#CorrMCNN: Gaurav Bhatt and Piyush Jha
# had to degrade numpy to 1.11.0 as 1.13.0 doesn't support float index type in arrays

import sys
import math
import random
import warnings
import numpy as np
from sklearn import svm
import keras.backend as K
from keras.models import Model
from theano import tensor as T
import matplotlib.pyplot as plt
from keras.layers import Input, Merge
from keras.engine.topology import Layer
from sklearn.metrics import accuracy_score
from keras.layers.core import  Activation, Dense, Reshape
from keras.layers import Conv2D, MaxPooling2D, UpSampling2D, Flatten

warnings.simplefilter("ignore")

hdim = 50       #hidden dimension
h_loss = 50
hdim_deep = 500
hdim_deep2 = 300
nb_epoch = 100      #epochs
batch_size = 100
dimx = 392          #image dimension
dimy = 392
lamda = 0.02
loss_type = 2       #dummy

def svm_classifier(train_x, train_y, valid_x, valid_y, test_x, test_y):
    
    clf = svm.LinearSVC()
    #print train_x.shape,train_y.shape
    clf.fit(train_x,train_y)
    pred = clf.predict(valid_x)
    va = accuracy_score(np.ravel(valid_y),np.ravel(pred))
    pred = clf.predict(test_x)
    ta = accuracy_score(np.ravel(test_y),np.ravel(pred))
    return va, ta

def split(train_l,train_r,label,ratio):
    
    total = train_l.shape[0]
    train_samples = int(total*(1-ratio))
    test_samples = total-train_samples
    tr_l,tst_l,tr_r,tst_r,l_tr,l_tst=[],[],[],[],[],[]
    dat=random.sample(range(total),train_samples)
    for a in dat:
        tr_l.append(train_l[a,:])
        tr_r.append(train_r[a,:])
        l_tr.append(label[a])
        
    for i in range(test_samples):
        if i not in dat:
            tst_l.append(train_l[i,:])
            tst_r.append(train_r[i,:])
            l_tst.append(label[i])
            
    tr_l = np.array(tr_l)
    tr_r = np.array(tr_r)
    tst_l = np.array(tst_l)
    tst_r = np.array(tst_r)
    l_tr = np.array(l_tr)
    l_tst = np.array(l_tst)
    
    return tr_l,tst_l,tr_r,tst_r,l_tr,l_tst
    
    
class ZeroPadding(Layer):
    def __init__(self, **kwargs):
        super(ZeroPadding, self).__init__(**kwargs)

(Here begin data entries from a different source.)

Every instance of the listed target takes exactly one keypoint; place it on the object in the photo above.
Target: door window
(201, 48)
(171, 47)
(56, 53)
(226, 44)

    def call(self, x, mask=None):
        return K.zeros_like(x)

    def get_output_shape_for(self, input_shape):
        return input_shape

class MultiplyBy2(Layer):
    def __init__(self, **kwargs):
        super(MultiplyBy2, self).__init__(**kwargs)

    def call(self, x, mask=None):
        return 2*x

    def get_output_shape_for(self, input_shape):
        return input_shape


class CorrnetCost(Layer):
    def __init__(self,lamda, **kwargs):
        super(CorrnetCost, self).__init__(**kwargs)
        self.lamda = lamda

    def cor(self,y1, y2, lamda):
        y1_mean = K.mean(y1, axis=0)
        y1_centered = y1 - y1_mean
        y2_mean = K.mean(y2, axis=0)
        y2_centered = y2 - y2_mean
        corr_nr = K.sum(y1_centered * y2_centered, axis=0)
        corr_dr1 = K.sqrt(K.sum(y1_centered * y1_centered, axis=0) + 1e-8)
        corr_dr2 = K.sqrt(K.sum(y2_centered * y2_centered, axis=0) + 1e-8)
        corr_dr = corr_dr1 * corr_dr2
        corr = corr_nr / corr_dr
        return K.sum(corr) * lamda

    def call(self ,x ,mask=None):
        h1=x[0]
        h2=x[1]

        corr = self.cor(h1,h2,self.lamda)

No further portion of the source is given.